IEC60601-1-2:2007 Medical Electrical Equipment-Part1-2: General requirements for safety, Collateral standard: Electromagnetic compatibility -Requirements and tests.
ISO 80601-2-61:2011 Medical Electrical Equipment- Part 2-61: Particular requirements for basic safety and essential performance of pulse oximeter equipment.
All clauses are assessed to comply with the requirement of ISO 80601-2-61:2011(First Edition) for use with IEC60601-1:2005 (Third Edition) +CERR.1(2005)+CORR.2(2007). Excluded the following clauses:
The following clauses/collaterals were excluded from this testing:
201.7.9.2.14.101c) biocompatibility
201.10 Protection against unwanted and excessive radiation HAZARDS
201.12 ACCURACY of controls and instruments and protection against hazardous outputs
201.15.3.5.101.2 Shock and vibration for professional transport
202 EMC
208 Alarm
We have also conducted other performance test including SpO2 and PR Accuracy Test, Device Output Time and Finger Out Time Test, Device Response Time Test, Weak Perfusion Test, High and Low Temperature & Humidity Test Per Guidance for Industry and FDA Staff: Pulse Oximeter-Premarket Notification submission [510(k)s].
17
The Software Validation is in compliance with FDA Guidance to Compliance with FDA
Guidance for the Content of Premarket Submissions for Software Contained in Medical Devices.
| No. | Test Name |
|---|---|
| 1 | System Performance Test |
| 2 | Performance Test according to ISO 80601-2-61 |
| 3 | Electromagnetic Compatibility Test According to IEC 60601-1-2 |
| 4 | Electrical Safety Test According to IEC 60601-1 |
| 5 | Bluetooth Wireless Test according to FCC Part 15B and Part 15C |
The list of non-clinical test performed on the proposed devices.

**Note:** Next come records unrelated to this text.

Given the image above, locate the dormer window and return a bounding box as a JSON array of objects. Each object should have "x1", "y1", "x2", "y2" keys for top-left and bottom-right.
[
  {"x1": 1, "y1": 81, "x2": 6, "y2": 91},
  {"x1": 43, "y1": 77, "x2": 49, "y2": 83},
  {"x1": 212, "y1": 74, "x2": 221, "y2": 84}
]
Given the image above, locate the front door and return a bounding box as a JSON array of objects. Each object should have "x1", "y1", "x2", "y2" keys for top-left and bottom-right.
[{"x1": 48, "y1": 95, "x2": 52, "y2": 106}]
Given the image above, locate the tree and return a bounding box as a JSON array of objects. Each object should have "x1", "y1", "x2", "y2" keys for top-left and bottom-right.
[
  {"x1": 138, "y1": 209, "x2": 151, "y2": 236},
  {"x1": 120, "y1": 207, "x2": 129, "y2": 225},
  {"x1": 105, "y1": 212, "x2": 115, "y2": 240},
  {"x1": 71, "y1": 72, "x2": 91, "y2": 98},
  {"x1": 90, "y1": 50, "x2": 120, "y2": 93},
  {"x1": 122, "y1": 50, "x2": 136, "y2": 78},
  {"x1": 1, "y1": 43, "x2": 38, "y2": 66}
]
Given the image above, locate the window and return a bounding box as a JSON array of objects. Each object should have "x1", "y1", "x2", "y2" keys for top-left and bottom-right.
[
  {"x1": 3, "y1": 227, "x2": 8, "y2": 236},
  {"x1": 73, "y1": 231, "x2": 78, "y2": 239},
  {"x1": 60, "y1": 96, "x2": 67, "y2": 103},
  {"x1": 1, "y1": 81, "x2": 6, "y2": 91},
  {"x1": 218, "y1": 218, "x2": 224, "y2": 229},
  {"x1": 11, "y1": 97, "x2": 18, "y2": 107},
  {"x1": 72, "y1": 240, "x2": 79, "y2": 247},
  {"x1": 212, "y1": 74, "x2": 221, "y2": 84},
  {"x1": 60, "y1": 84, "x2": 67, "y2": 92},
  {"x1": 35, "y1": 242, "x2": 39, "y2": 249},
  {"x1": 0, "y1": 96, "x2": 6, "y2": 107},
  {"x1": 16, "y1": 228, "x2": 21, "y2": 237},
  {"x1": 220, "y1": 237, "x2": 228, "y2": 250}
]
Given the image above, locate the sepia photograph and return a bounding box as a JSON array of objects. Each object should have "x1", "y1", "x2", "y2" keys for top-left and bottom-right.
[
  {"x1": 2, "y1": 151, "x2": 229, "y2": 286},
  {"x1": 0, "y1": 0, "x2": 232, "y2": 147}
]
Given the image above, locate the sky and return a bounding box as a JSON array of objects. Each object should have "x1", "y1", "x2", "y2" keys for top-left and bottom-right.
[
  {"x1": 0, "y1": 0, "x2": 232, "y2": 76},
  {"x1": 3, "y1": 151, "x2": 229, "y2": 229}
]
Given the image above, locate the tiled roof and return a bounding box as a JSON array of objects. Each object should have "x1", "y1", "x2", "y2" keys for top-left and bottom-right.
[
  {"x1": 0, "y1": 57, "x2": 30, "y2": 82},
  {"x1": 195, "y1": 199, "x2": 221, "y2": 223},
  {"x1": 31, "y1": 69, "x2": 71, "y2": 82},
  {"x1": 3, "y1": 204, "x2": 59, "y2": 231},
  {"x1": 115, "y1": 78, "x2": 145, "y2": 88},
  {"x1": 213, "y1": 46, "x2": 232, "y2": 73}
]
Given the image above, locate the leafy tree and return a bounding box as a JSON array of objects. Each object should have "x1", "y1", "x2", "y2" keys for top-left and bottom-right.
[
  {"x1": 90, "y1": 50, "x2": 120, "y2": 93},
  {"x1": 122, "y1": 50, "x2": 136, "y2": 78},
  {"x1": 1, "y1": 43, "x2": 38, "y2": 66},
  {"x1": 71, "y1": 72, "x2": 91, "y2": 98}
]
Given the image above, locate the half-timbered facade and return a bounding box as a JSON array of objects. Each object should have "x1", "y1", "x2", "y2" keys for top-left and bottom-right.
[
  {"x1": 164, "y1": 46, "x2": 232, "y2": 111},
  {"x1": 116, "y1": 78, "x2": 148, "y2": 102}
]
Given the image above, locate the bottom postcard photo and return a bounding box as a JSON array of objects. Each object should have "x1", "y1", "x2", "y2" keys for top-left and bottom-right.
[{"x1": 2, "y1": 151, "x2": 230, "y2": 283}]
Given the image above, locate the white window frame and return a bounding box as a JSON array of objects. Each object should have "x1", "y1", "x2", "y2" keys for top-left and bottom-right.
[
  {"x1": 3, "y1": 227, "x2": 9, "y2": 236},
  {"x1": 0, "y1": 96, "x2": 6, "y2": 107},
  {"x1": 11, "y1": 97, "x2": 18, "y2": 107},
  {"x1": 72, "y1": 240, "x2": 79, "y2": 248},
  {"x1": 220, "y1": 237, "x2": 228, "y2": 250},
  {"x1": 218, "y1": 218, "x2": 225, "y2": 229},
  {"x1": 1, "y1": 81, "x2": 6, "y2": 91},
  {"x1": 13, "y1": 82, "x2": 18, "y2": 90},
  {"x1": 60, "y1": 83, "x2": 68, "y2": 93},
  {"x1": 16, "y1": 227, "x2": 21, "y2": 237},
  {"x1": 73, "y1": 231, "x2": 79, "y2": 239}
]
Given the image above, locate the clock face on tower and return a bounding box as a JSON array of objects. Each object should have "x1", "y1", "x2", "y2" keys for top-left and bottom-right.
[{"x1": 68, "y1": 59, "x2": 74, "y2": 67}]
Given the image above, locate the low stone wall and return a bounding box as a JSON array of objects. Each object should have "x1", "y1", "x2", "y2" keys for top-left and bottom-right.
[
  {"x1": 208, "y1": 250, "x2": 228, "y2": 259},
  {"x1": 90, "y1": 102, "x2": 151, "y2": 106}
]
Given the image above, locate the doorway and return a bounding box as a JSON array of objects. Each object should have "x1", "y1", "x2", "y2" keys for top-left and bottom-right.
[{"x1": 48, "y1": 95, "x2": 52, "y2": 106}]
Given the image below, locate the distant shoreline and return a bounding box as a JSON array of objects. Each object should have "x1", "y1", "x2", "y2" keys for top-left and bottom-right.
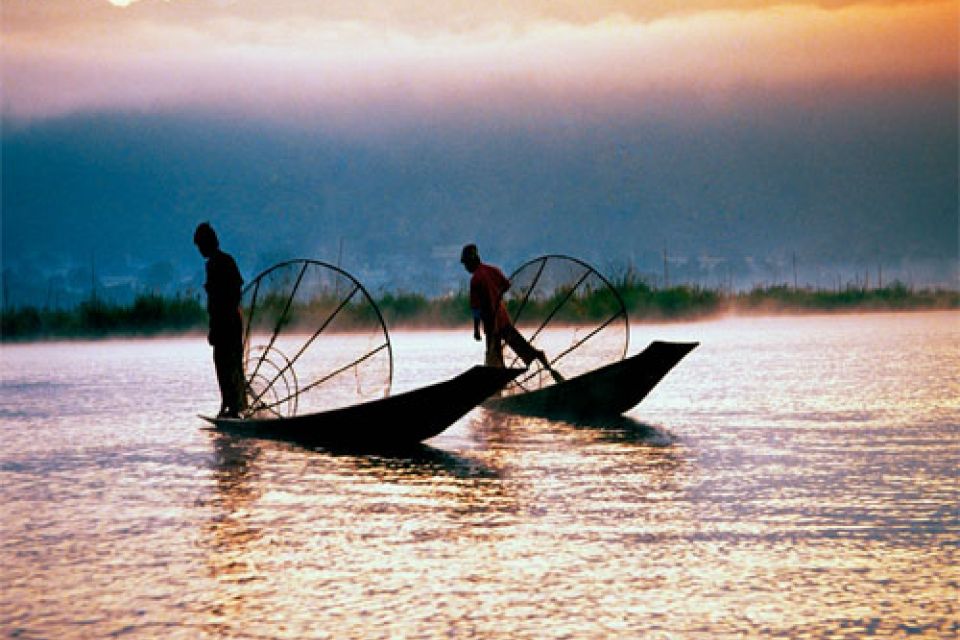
[{"x1": 0, "y1": 282, "x2": 960, "y2": 343}]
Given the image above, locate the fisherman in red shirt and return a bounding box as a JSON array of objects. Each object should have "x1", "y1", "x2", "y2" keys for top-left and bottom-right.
[{"x1": 460, "y1": 244, "x2": 563, "y2": 382}]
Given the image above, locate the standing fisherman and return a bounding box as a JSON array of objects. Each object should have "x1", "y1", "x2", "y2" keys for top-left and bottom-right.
[
  {"x1": 193, "y1": 222, "x2": 246, "y2": 418},
  {"x1": 460, "y1": 244, "x2": 563, "y2": 382}
]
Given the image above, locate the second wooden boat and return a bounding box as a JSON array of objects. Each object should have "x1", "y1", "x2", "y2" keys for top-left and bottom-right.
[
  {"x1": 483, "y1": 341, "x2": 699, "y2": 420},
  {"x1": 201, "y1": 366, "x2": 523, "y2": 450}
]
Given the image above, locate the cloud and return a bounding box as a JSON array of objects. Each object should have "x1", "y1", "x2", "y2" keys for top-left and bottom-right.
[{"x1": 3, "y1": 0, "x2": 957, "y2": 121}]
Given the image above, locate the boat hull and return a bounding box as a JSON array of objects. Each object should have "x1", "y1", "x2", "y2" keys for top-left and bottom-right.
[
  {"x1": 483, "y1": 341, "x2": 699, "y2": 420},
  {"x1": 201, "y1": 366, "x2": 523, "y2": 449}
]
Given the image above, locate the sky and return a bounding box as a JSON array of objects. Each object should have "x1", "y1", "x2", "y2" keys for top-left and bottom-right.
[{"x1": 0, "y1": 0, "x2": 960, "y2": 300}]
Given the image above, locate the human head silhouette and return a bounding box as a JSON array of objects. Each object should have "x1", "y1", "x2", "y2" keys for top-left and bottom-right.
[
  {"x1": 460, "y1": 244, "x2": 480, "y2": 273},
  {"x1": 193, "y1": 222, "x2": 220, "y2": 258}
]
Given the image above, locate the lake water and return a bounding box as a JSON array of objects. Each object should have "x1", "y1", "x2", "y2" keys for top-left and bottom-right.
[{"x1": 0, "y1": 312, "x2": 960, "y2": 639}]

The test results indicate that the safety and effectiveness of the proposed device is identical to that of the predicate device.
3.8 Determination of substantial equivalence
The proposed device of Fingertip Pulse Oximeter MD300C208/MD300C198 has the same classification information, similar intended use, same design principle, similar product design and specifications, and the same performance as the predicated device. The main differences are the proposed devices have function of Bluetooth and MD300C208 can display Pulse Amplitude while the predicate device does not have these function. The differences are slight and do not influence the effectiveness and safety of the device. According to the test results, the proposed device is as safe as effective and performance as well as the predicate device. So the proposed device is Substantially Equivalent (SE) to the predicate device which is US legally market device.